The Kyoto University team found that there are clocks located throughout the body but the master clock is found within the brain, where it works to keep the body in tune with the world around us, creating fatigue at night and alertness during daylight. The clock uses light to monitor time, but adjusts slowly. For every time zone travelled, it takes the body approximately a full day to catch up.
The scientists highlighted that the master 'clock' is comprised of a group of about 10,000 brain cells that communicate with each other in order to control the time. By interfering with the vasopressin receptors allows the clock to move more rapidly. The team, which was led by Dr Yoshiaki Yamaguchi, examined genetically modified mice with no vasopressin receptors and found they were able to re-adjust clocks that have been put back eight days within one day.
Normal mice took six days to adjust and eight days if their clock was put forward eight hours. Mice without vasopressin receptors again managed to re-adjust their clocks more rapidly and adjusted within two days.

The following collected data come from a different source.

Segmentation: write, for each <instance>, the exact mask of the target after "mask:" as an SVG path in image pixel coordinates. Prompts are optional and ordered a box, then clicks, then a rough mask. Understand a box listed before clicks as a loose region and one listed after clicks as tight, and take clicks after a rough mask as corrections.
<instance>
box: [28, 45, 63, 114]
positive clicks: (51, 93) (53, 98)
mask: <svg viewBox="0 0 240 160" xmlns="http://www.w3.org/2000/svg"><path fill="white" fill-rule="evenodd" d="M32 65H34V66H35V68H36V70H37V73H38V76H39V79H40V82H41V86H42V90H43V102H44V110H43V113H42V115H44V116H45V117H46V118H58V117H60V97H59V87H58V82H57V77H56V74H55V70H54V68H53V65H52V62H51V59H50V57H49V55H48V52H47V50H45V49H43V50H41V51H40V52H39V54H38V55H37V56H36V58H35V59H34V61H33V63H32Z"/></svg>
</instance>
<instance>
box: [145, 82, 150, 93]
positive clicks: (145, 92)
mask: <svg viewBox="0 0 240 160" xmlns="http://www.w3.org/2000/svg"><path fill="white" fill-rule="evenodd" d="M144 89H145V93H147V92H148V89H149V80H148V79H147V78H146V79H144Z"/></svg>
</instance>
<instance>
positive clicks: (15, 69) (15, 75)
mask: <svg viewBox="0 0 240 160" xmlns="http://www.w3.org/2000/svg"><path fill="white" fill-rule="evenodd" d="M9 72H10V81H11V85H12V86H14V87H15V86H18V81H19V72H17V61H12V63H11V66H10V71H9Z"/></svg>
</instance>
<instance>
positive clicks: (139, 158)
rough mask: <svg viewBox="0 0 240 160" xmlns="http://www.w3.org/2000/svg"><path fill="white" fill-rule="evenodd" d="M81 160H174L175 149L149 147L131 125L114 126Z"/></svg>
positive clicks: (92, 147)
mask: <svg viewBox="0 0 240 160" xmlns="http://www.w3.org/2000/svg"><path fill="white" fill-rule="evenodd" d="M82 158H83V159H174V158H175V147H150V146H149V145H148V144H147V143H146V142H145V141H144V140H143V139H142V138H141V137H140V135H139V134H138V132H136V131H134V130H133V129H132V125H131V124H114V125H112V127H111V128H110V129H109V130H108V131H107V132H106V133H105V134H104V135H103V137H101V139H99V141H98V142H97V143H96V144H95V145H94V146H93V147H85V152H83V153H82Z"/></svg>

The authors of the research concluded that, "Jet lag is a blessing to circadian biologists because the disruption of mental and physical well-being immediately highlights the importance of our internal "body clock." It is also a curse because jet lag has so far eluded attempts at a cure. Mice lacking receptors for the neuropeptide arginine vasopressin (AVP) are resistant to jet lag, providing new hope of overcoming this modern malaise. Not only may this help us recover from symptoms of jet lag, but it should also help unravel the neural circuit that sets the tempo to our lives."